Miranda swung, Harper parried, jumped back, sliced her sword toward Miranda, who blocked the blow with her wrapping-paper tube and danced around the stage, taunting Harper under her breath.

And Harper, who’d been planning to lie down and deliver the greatest death scene Grace Elementary had ever seen, couldn’t bring herself to lose the fight-and, by definition, her dignity-in front of all those people. She swung wildly, and Miranda’s flimsy sword bent in two-at which point Miranda screeched in frustration and launched herself at Harper. The two of them stumbled to the ground, writhing and rolling across the stage, pinching and poking, tickling and tugging hair… until their eyes met and, simultaneously, they burst into uncontrollable giggles.

Harper and Miranda had spent that weekend in an intense, forty-eight-hour catch-up session, sharing every detail of the painful hours they’d spent not speaking to each other.

“I was sooooo bored,” Miranda had complained.

“You were bored? I fell asleep standing up,” Harper countered.

“I had to play Jeopardy Home Edition all night with my parents.”

“I spelled out the names of everyone I know in alphabet soup.”

“I missed you,” Miranda had confessed, laughing.

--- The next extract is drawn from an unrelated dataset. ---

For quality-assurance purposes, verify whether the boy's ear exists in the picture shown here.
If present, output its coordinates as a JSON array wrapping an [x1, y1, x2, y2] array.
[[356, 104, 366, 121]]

Even then, Harper had known better than to confess that she’d missed Miranda more.They’d laughed about it for years, and sometimes even now when Harper was being particularly bitchy, Miranda would call her a “hellhound”; Harper always replied with her own favorite line: ‘Lay on, Macduff, and damn’d be he that first cries, “Hold, enough!’” It was the code of their friendship, and its meaning was simple. They would never turn into their characters; they would fight-but never to the death. They would always stop in time, just before landing the final blow.

But here she was, watching Miranda pick at her food, scared to go over to her, scared not to. If Harper stood over her pleading, “Lay on, Macduff”-meaning, Yell at me, hit me, hate me, and then, please, forgive me-would it fix anything?

Not likely, Harper decided-not if Miranda had been behind the gossip flyer. That was a death blow. Harper may not have seen it coming, but she knew when it was time to lay down her sword and leave the stage.